CCEIA

Ethics & International Affairs
Annual Journal of the
Carnegie Council on Ethics and International Affairs

Volume 16, No. 2, 2002

 

Introduction
Mira Johri and Christian Barry

Abstract

In a recent global survey commissioned for the Millennium Summit of the United Nations, people around the world consistently mentioned good health as what they most desired. This preeminent concern with health is due no doubt both to the value that people attach to health in itself and to their recognition of its importance for pursuing their individual and collective projects.

While people agree on the value of health, policymakers, activists, and social theorists disagree sharply about the appropriate goals and optimal design of health systems. Sometimes disagreements are purely instrumental, relating only to the best means to achieve shared objectives. More often, however, they are a result of deeper differences concerning the role that a person’s health plays in determining the quality of his or her life and the extent to which ill health and inequalities in health reflect injustices in social institutions.

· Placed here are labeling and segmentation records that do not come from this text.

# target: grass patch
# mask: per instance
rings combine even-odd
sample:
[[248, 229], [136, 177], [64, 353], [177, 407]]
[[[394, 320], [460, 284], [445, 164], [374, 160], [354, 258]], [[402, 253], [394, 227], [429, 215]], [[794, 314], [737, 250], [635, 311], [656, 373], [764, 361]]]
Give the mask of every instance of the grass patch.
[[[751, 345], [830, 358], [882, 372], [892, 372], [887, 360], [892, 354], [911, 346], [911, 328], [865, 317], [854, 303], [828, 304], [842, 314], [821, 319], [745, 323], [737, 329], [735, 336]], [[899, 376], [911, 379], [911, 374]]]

Discussions of the relationship between justice and health have focused primarily on questions such as how health systems should be structured and financed and how public resources spent on health should be balanced against other social goals. But recent studies indicating close connections between socioeconomic status and ill health have led many to recognize that the inability to achieve good health may result not only from lack of access to health care or other failures of domestic health systems, but also from inadequate social arrangements of different kinds and at many levels.